By: Frank Twarog
Many customers will ask - "Why do I need a differential lock or air locker -I thought my Land Rover was a 4-wheel drive?!" It is true that for the most part all Land Rovers are four wheel drive vehicles - trivia buffs will remember the handful of 2 wheel drive Series I's and II's that were produced. However, some models do require the operation of manual levers to achieve maximum traction.
For the sake of this article, we will use a 1995 Land Rover Discovery with an automatic gearbox for the example. This vehicle incorporates LandRovers most "basic" full time four wheel drive system which consists of one transfer box with both low and high range gears as well as a center differential. In addition, there are differentials inside each axle casing - for a total of 3 differentials in the system.
When the main gearbox lever is moved into "drive", power is transferred toward both the front and rear driveshafts through the transfer box differential. This achieves "full time" four wheel drive. However,depending on the traction that each tire has, the percentage of power transferred to the front and back can change. Let's assume optimal traction in a laboratory - brand new tires on a perfectly flat stretch of tarmac going straight. When you accelerate, 50% of the power will go the the front drive shaft and 50% of the power will go toward the rear drive shaft. However, as soon as traction is lessened at only one tire,the percentage can change.
This is when the "path of least resistance" law works its way into the equation. Let's take the same stretch of road, but cover it now with a thin layer of sand. As soon as you accelerate the Land Rover, more power will go toward the tires that are slipping because none of the differentials are resisting that "path of least resistance." In this laboratory situation, if even one tire has no traction the vehicle will be stuck (suddenly, your 4 wheel drive vehicle is reduced to resembling the drivetrain capabilities of a bicycle on ice!)
It is now time to explain the other function of our Discovery's transfer box lever. By moving it toward the left, a horizontal linkage locks the transfer box differential. By doing this, you are now forcing the differential to distribute 50% of the power forward and 50% toward the rear regardless of road conditions. On our stretch of sandy road, theLand Rover is now able to move because that one tire that had no traction before is now being assisted by the tires in the front.Progress can be made.
Now, let's imagine that a landslide has covered our road in wet sticky mud.The Land Rover tries to move but one of the front tires and one of the rear tires has now lost traction - you are now stuck again. Assuming that our Discovery is "bone" stock, we have no option but to get out and seek help. However, there is one other available option besides a winch, jack, or tow truck known as a "locking differential" applied to either or both of your axle differentials.
Similar in concept to the diff lock in the transfer box, an axle differential lock such as ARB's Air Locker forces power to be evenly split between each of the wheels on that axle. Back on our stretch of muddy road, we are still spinning one front tire and one rear tire - but let's now assume that we have equipped our discovery with a front and rear ARBAir Locker. As soon as we activate the Air Locker, compressed air is forced through a line that has been tapped into the axle housing and presses a gear outward, locking the two axles in the casing together -as if there were one long axle. As 50% of the power is distributed from the transfer box along each driveshaft, the power is again split evenly left to right, allowing each tire to have equal power - which will move the vehicle in all but the very worse conditions.
Attentive readers will remember that I referred to the Discovery's system as the most "basic" Land Rover full time system. However, Land Rover has been developing more advanced systems for some time. Beginning with the 1989model year, Range Rovers were fitted with a Borg Warner Transfer box which incorporates a viscous - coupling center differential. This allows the transfer box's center differential to lock only when the unit senses a loss of traction - thus eliminating the need for the drivers to manually activate it. Furthermore, the 1993 model year RangeRovers introduced an electronic traction control device on the rear axle. This unit utilizes the vehicle's WABCO Anti - lock Braking System to apply brake pressure to a rear wheel that has lost traction. This will cause the rear differential to transfer torque to the opposite rear wheel allowing the Range Rover to gain traction.

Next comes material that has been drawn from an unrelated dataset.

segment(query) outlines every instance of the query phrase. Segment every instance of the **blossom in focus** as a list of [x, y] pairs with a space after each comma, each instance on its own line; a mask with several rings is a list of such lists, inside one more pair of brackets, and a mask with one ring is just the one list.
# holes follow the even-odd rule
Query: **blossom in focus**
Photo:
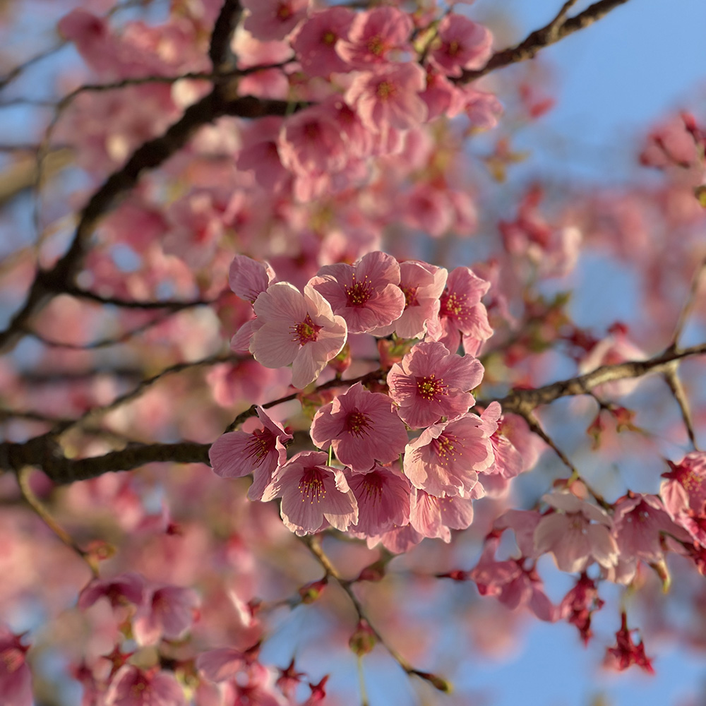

Keep in mind, manually operated differential locks - either in the transfer box or in the axles - are designed to be activated before traction is likely to be lost. A general rule of thumb approach is to lock the center differential when you have left dry, solid ground - go to low range if necessary. Axle differential lockers such as the ARB should only be used briefly in situations where traction is certain to be lost- unlock the axle differential as soon as possible after the difficult terrain has been crossed.